America’s foremost “hip-hop intellectual” and acclaimed biographer of Marvin Gaye and Tupac Shakur weighs in on the past, present, and future of hip-hop music.
Whether along race, class or generational lines, hip-hop music has been a source of controversy since the beats got too big and the voices too loud for the block parties that spawned them. America has condemned and commended this music and the culture that inspires it. Dubbed the “Hip-Hop Intellectual” by critics and fans for his pioneering explorations of rap music in the academy and beyond, Michael Eric Dyson is uniquely situated to probe the most compelling and controversial dimensions of hip-hop culture.
Know What I Mean? addresses salient issues within hip hop: the creative expression of degraded youth that has garnered them global exposure; the vexed gender relations that have made rap music a lightning rod for pundits; the commercial explosion that has made an art form a victim of its success; the political elements that have been submerged in the most popular form of hip hop; and the intellectual engagement with some of hip hop’s most influential figures.

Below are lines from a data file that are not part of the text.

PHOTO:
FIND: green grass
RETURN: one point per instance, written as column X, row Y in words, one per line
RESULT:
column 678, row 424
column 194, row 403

In spite of changing trends, both in the music industry and among the intelligentsia, Dyson has always supported and interpreted this art that bloomed unwatered, and in many cases, unwanted from our inner cities. For those who wondered what all the fuss is about in hip-hop, Dyson’s bracing and brilliant book breaks it all down.
Michael Eric Dyson, a University of Pennsylvania professor, has been named by Ebony as one of the hundred most influential black Americans, and is the author of twelve books, including Come Hell or High Water. He lives in Philadelphia.